Our Session 2 campers have traveled far this week in terms of miles: 60 to Columbus, Georgia on Wednesday, 40 to Lumpkin, Georgia on Thursday, and 2.5 on the Chattahoochee River between Georgia and Alabama. But the milage put on our vans and rafts was nothing compared to the distances most of our campers traveled outside their comfort zones in those two days. Much was asked of them, and they bravely accepted the challenge. And in doing so, they learned a lot about themselves and others, experienced the thrill of adventure, and brought joy to those trapped in a lonely and scary place.
Wednesday’s mission was to explore the right to freedom of conscience. We are deeply grateful to New England War Tax Resistance (NEWTR) for a grant that helped fund this day. Campers were introduced to NEWTR and to the idea that by following their consciences, some people find themselves unwilling to pay the portion of their taxes which are spent to fund war and the military. Members of NEWTR instead divert those funds to support projects that promote peace. Campers had many thoughts and questions about the relationship between taxes and conscience, and a lively discussion developed.
With NEWTR’s example of conscience and conscientious objection in mind, the group set off for Columbus to meet another hero of conscience, Roy Bourgeois.
Roy shared his life experiences with the campers. As a solider in Vietnam, he observed a Catholic priest ministering to children who had been orphaned by the war, and that example led him to join the priesthood as well. After working in impoverished communities in Latin America, he began to question the U.S. military’s involvement in those countries. He told campers how his conscience led him to engage in nonviolent protest against the School of the Americas (now known as WHINSEC) at Fort Benning in Columbus. For acts of civil disobedience at Fort Benning and elsewhere, Roy has served several prison sentences, and yet is content that his actions were right and just. Roy’s conscience has also led him to be a vocal advocate for the ordination of women as Catholic priests, a stance that led to his excommunication from the priesthood. His example of courage and strength of conscience is one that campers will not soon forget.
A different kind of courage was needed for the next adventure. After saying goodbye to Roy and enjoying a picnic lunch at a Columbus park, campers embarked on a whitewater rafting trip. The idea of getting into an inflatable raft and taking off down the Chattahoochee was definitely not within the comfort zone of several campers. But with support from their fellow campers and with true bravery and determination, every person in the end chose to participate, and had a great time! We’re so proud of those who overcame their fears and rose to the challenge!
The challenges didn’t let up on Thursday, when campers were asked to consider the right to asylum and the hardships faced by people trying to claim that right in the U.S. Vans were again packed, and campers headed to Lumpkin, Georgia, home to El Refugio and Stewart Detention Center. El Refugio is a hospitality house a couple miles from the detention center, where family members of incarcerated men are offered welcome. Campers were greeted by Loyda Paz, who explained the mission of El Refugio and also prepared the campers who wanted to visit with men detained at Stewart.

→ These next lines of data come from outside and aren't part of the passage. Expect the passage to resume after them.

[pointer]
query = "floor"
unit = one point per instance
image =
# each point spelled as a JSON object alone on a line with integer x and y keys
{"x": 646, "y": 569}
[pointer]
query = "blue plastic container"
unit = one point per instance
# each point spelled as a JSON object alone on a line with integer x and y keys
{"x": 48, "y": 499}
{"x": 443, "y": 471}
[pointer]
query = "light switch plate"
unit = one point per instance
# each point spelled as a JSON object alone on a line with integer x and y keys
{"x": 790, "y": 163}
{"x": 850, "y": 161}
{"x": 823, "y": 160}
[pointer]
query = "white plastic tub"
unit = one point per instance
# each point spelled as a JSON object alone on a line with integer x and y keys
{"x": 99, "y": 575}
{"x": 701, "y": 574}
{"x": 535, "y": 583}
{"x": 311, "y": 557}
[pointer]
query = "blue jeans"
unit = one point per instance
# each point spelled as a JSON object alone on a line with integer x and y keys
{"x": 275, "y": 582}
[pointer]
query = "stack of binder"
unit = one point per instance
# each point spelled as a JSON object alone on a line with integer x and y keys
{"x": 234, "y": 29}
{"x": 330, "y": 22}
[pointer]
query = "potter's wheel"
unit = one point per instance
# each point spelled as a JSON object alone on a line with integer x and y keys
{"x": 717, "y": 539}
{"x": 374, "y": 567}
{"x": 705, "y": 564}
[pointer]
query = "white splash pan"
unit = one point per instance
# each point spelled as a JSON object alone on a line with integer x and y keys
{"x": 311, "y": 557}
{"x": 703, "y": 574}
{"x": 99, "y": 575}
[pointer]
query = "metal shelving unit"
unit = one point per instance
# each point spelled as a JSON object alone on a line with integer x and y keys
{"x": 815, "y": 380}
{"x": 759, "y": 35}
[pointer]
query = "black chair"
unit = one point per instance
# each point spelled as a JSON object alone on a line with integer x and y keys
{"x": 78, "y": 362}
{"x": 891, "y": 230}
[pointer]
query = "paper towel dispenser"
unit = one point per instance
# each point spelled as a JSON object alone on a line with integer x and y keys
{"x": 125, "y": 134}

With Roy’s example of courage fresh in their minds, most of the campers again chose to take a huge step outside their comfort zone, pass through the gates and under razor wire and security cameras, and enter one of the largest immigrant detention centers in the country.
After two hours in the waiting room, the first group of campers was escorted through security and into the visitation area. There, through plexiglass windows and over phones, they met men from Cameroon, Belize, the Dominican Republic, India, and Sierra Leone. Many of these men are seeking asylum in the United States and are incarcerated as they await the court hearings that will decide their fate. During their visits with Peacebuilders campers, they got to forget for a little while their uncertain futures and their profoundly difficult present situations. Campers offered them friendship, jokes, stories, listening ears, and something that many of the men had not experienced in quite a while: dignity, gratitude, and honor.
Back at the El Refugio house, another group of campers was hard at work offering another act of service. Under the direction of Juan Ramirez, they stained the huge new deck that will provide El Refugio’s guests a lovely place to relax and unwind after visits to the detention center. Under the hot July sun, this work was indeed a labor of love!
The visits and the work at El Refugio stretched late into the afternoon. By the time campers were back in their familiar surroundings at Koinonia, their hearts and minds had traveled far beyond the confines of comfort, expanding their appreciation for their own capabilities. These brave, thoughtful, kind, and strong young people offer hope for the future, and we couldn’t be prouder of them!